It has been almost three days since shipping clerk Gail Perreira was snatched at gunpoint and as relatives continue to receive ransom demands, her location and the motive for the kidnapping remain a mystery.
Stabroek News has been unable to reach the woman’s relatives on a number, her younger brother provided on Friday.
However a senior police officer this afternoon said that the Agricola resident remains missing.
He said that while relatives have been unable to provide investigators with a motive it is believe that the perpetrators are after money. He added that as far as he knew the perpetrators were still asking for $20 million ransom for her safe return.

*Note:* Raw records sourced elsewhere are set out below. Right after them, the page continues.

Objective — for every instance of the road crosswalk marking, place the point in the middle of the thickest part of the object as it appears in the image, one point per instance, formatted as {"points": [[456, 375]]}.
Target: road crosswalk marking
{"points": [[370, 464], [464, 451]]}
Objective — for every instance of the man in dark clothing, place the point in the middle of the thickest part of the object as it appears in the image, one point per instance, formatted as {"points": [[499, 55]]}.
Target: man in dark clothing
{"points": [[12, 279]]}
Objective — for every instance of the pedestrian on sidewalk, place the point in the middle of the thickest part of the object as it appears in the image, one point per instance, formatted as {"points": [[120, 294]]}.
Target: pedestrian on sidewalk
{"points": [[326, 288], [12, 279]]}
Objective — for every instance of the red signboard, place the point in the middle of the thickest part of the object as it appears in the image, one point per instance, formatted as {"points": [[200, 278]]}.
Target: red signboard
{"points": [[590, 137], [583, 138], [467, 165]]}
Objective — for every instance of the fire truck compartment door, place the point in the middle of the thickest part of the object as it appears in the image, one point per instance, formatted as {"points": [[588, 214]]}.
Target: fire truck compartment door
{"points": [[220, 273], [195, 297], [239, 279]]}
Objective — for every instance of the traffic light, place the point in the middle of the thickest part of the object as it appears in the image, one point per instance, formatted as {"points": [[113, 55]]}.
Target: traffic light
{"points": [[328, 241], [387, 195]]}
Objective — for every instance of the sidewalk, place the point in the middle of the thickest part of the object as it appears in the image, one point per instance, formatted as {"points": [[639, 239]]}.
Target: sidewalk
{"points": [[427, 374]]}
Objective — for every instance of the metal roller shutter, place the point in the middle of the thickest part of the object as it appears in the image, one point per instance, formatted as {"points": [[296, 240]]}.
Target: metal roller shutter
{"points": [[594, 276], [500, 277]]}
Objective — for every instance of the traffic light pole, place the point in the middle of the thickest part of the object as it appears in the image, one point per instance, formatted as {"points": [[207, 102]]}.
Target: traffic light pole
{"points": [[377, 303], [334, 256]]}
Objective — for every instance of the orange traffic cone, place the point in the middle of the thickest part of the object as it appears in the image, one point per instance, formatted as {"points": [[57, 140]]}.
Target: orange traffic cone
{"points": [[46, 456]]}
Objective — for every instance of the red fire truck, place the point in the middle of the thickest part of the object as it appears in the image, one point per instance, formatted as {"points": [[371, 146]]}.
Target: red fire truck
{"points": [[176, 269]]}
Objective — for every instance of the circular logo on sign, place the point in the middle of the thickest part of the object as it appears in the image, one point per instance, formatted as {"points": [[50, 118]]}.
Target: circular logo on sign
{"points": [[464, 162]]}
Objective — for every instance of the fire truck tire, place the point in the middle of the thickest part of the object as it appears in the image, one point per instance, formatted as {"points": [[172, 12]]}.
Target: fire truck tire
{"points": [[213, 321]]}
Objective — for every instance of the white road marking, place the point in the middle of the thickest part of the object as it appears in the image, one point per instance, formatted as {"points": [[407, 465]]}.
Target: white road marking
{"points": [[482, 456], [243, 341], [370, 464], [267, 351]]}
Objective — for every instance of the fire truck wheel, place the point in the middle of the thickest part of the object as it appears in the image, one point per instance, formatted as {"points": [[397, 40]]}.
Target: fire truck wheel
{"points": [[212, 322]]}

Stabroek News had been told that the demand had been lowered to $10M.
The taxi driver, in whose car the kidnappers escaped after snatching the woman was questioned but he could not provide any useful information, this newspaper was told.
The abduction occurred around 8:00pm on Thursday.

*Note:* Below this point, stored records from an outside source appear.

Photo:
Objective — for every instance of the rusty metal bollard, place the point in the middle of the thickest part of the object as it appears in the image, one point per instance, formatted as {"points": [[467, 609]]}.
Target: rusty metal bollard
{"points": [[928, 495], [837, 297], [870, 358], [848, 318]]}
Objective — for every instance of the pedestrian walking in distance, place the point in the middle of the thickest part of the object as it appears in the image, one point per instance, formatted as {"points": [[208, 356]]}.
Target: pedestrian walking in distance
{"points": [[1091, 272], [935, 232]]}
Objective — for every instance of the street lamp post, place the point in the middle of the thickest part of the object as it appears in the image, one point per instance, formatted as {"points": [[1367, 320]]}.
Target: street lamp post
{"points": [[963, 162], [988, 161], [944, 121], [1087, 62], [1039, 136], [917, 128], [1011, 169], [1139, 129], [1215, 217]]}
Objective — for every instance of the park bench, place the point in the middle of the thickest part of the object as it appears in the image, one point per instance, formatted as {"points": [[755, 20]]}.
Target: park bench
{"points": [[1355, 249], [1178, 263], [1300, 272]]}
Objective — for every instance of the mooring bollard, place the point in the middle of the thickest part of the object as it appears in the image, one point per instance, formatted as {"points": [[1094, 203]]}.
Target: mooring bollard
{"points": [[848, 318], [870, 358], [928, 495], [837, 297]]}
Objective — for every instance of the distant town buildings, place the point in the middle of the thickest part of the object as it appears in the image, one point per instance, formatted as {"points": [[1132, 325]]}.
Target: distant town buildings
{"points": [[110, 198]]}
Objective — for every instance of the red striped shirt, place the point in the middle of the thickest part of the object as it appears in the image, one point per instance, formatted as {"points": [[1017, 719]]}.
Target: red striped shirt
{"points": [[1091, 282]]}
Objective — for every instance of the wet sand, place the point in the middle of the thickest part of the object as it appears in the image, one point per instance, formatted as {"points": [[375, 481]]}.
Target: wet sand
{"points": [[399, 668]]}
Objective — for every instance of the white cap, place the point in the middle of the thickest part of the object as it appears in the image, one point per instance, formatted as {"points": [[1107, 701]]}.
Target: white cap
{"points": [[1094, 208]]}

According to the police, Perreira went home by taxi and upon her arrival a black Raum motor vehicle drove up and three men exited, one of whom was armed with a handgun. “The men stuck up the taxi-driver, placing him to lie on the ground, then abducted Gail Perreira and drove away with her in their vehicle and also took away the taxi-driver’s motor vehicle,” police said.
Subsequently, Perreira’s brother, Roger Perreira, received a phone call from a man who demanded a ransom of $20 million in exchange for her safe return.
A report was made to the Ruimveldt Police Station and the taxi-driver’s vehicle was recovered by the police on the roadway in front of the West Ruimveldt Primary School.
Gail Perreira’s boss Desmond Sears told Stabroek News on Friday afternoon that she left work sometime after 8pm in a cab attached to a Campbellville taxi service that she used regularly.
He said that the woman, who has been working with his company for about five years, was her usual self when she left and gave no indication that anything might have been troubling her. He added that he had never heard the woman expressing any fear for her safety.
Sears said that it was Perreira’s mother who called him, informing that the woman was robbed and that “the vehicle left with her.”